Let $\Omega$ be any open subset of $\mathbb R^n$. For $x\in\Omega$, let $d(x)$ be the distance from $x$ to $\partial\Omega$. Given $f\in L^2(\Omega)$, define $$f_n(x) = \begin{cases} f(x)\quad &\text{ if }\ d(x)>1/n \\ 0\quad &\text{ if }\ d(x)\le 1/n \end{cases}$$ Note that $(f_n-f)^2$ converges to $0$ pointwise, and is dominated by $f^2$. By the dominated convergence theorem, $\|f_n-f\|_{L^2}\to 0$.

Next, approximate $f_n$ by $f_n*\phi_\epsilon$, where the mollifier $\phi_\epsilon$ is supported in a ball of radius $\epsilon<1/n$. This will ensure that the convolution is both smooth and compactly supported in $\Omega$. The $L^2$ convergence of mollified functions is a standard fact.


In advance: I don't have enough reputation to comment. This will not be a full answer.
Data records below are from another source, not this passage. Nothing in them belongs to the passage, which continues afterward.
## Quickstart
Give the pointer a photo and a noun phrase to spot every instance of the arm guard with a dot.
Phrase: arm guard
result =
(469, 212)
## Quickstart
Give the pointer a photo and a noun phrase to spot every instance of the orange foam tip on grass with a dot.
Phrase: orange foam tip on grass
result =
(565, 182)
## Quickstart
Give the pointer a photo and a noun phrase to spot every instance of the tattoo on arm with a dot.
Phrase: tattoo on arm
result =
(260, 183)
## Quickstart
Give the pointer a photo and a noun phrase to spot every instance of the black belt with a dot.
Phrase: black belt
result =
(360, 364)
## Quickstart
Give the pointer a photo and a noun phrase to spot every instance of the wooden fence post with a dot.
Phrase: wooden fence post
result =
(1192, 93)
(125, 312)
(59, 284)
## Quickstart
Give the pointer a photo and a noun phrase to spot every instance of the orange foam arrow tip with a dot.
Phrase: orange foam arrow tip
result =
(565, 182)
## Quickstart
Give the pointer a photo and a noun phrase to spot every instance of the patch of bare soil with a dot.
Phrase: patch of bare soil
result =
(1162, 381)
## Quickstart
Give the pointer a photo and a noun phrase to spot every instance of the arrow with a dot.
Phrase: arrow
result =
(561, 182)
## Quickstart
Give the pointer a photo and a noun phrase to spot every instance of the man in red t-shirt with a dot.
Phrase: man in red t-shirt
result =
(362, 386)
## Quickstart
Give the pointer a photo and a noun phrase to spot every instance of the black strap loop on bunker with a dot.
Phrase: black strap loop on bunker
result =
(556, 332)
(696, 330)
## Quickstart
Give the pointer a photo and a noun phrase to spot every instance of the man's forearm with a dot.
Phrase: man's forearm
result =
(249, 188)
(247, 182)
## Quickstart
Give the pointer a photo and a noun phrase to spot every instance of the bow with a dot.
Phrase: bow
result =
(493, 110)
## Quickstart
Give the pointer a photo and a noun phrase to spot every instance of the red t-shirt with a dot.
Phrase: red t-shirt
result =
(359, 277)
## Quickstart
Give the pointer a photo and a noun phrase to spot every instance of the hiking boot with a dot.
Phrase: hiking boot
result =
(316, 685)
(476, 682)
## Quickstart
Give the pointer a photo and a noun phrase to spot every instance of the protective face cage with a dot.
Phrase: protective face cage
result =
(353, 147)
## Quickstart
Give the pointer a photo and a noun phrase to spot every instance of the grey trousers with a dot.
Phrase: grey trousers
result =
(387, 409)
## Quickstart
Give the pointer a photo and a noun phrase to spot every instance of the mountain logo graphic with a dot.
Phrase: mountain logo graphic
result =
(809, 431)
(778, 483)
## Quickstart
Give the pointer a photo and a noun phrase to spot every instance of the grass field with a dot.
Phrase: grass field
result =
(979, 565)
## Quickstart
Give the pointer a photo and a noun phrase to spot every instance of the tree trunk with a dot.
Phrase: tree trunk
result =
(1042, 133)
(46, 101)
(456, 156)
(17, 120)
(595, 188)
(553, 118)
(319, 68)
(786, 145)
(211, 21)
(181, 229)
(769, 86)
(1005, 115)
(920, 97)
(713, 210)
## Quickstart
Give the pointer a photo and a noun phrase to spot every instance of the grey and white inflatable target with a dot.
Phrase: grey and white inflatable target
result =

I've worked through the density problem in a German professor's lecture notes.

You might actually get enough information out of them without really understanding German, since she relies heavily on symbolic notation. It's also proven for general $L^p$-spaces (except for $L^\infty$, of course).

These are the lecture notes: http://www.minet.uni-jena.de/~haroske/ha-1/ha-1_2.pdf‎

Look at page 46 ff.. There may be references to her first part of these notes, which you can get at http://www.minet.uni-jena.de/~haroske/ha-1/ha-1_2.pdf‎.

There are very few German words really, hardly a sentence, so any online dictionary might serve you well enough. The proof is quite elementary, you only need some knowledge about the Lebesgue integral as far as I remember.